A hilariously caustic first novel by storywriter Rosen (What About the Love Part?, 2002) follows a girl drawn in the wake of her dingbat California mother’s “grand adventure.”
Addicted to abusive men and floundering in service jobs, single mother Colleen Hanley hits on the harebrained scheme of dragging her two girls, Rona, 5, and Justine, 11, to Massachusetts to look up an old boyfriend who won’t even remember who she is. Her last boyfriend, Dale, a nasty Jesus freak and actually Rona’s father, ends the shaky relationship when he punches sassy Justine in the back after a disastrous trip to Disneyland. Justine is no fool about her mother’s lunacies, and, as the ill-begotten road trip is undertaken in a rented truck, it’s plucky and intrepid Justine who serves as the responsible parent—foraging for food and reminding their mother that the truck must be returned following an extended layover in Salt Lake City, when Colleen becomes infatuated with a new loser. Finally, in Hadley, Massachusetts, the penniless, homeless, ragged three must stay with Colleen’s manipulative high-school friend Marie, whose attempts at making Colleen employable become a means of further debasing her already nugatory self-esteem. As a fifth-grade assignment, Justine begins a diary of imaginary pioneers and their numerous children on a dangerous trek in reverse, from Amherst to California; pages from the diary, chronicling hardships of cold, hunger, and sickness in tongue-in-cheek fashion, are interspersed with Justine’s eye-rolling real-life narrative.
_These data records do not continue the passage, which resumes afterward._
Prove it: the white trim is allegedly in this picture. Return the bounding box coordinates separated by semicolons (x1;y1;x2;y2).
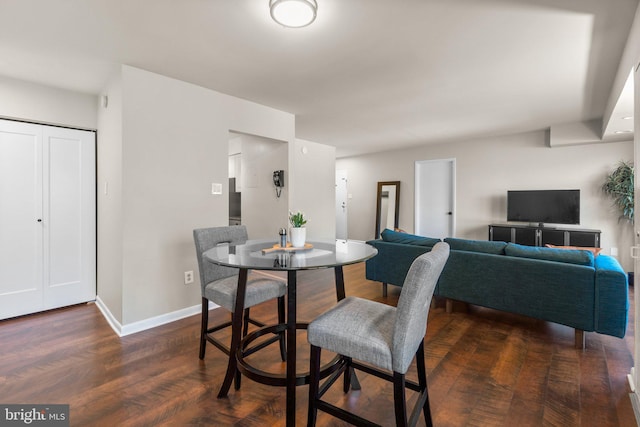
630;390;640;426
95;296;124;337
95;296;220;337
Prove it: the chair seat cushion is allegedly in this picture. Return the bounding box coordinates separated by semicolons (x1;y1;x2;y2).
308;297;396;371
204;275;286;310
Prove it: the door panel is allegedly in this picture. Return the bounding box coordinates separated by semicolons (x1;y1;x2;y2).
335;170;348;240
0;121;44;318
0;120;95;320
415;159;455;239
43;127;96;309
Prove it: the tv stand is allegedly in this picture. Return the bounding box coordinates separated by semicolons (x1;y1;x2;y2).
488;223;601;248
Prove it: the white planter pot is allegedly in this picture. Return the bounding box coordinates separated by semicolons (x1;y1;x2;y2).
290;227;306;248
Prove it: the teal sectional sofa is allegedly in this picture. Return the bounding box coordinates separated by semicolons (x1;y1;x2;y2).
365;229;629;348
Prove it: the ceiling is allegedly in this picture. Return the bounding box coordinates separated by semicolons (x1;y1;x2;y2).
0;0;637;157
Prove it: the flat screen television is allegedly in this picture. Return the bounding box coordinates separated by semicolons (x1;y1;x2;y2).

And while Justine’s troubles would make a bonanza for any social worker—her newly growing body provokes swinish ribbing from the boys in the class, while her mother sinks into such a profound winter depression that she can’t even get out of bed to take the girls to school—Justine’s belligerent resistance to self-pity works in clear-eyed counterpoint to her delusionally doomed mother.
A good strong voice that never lets in the waterworks.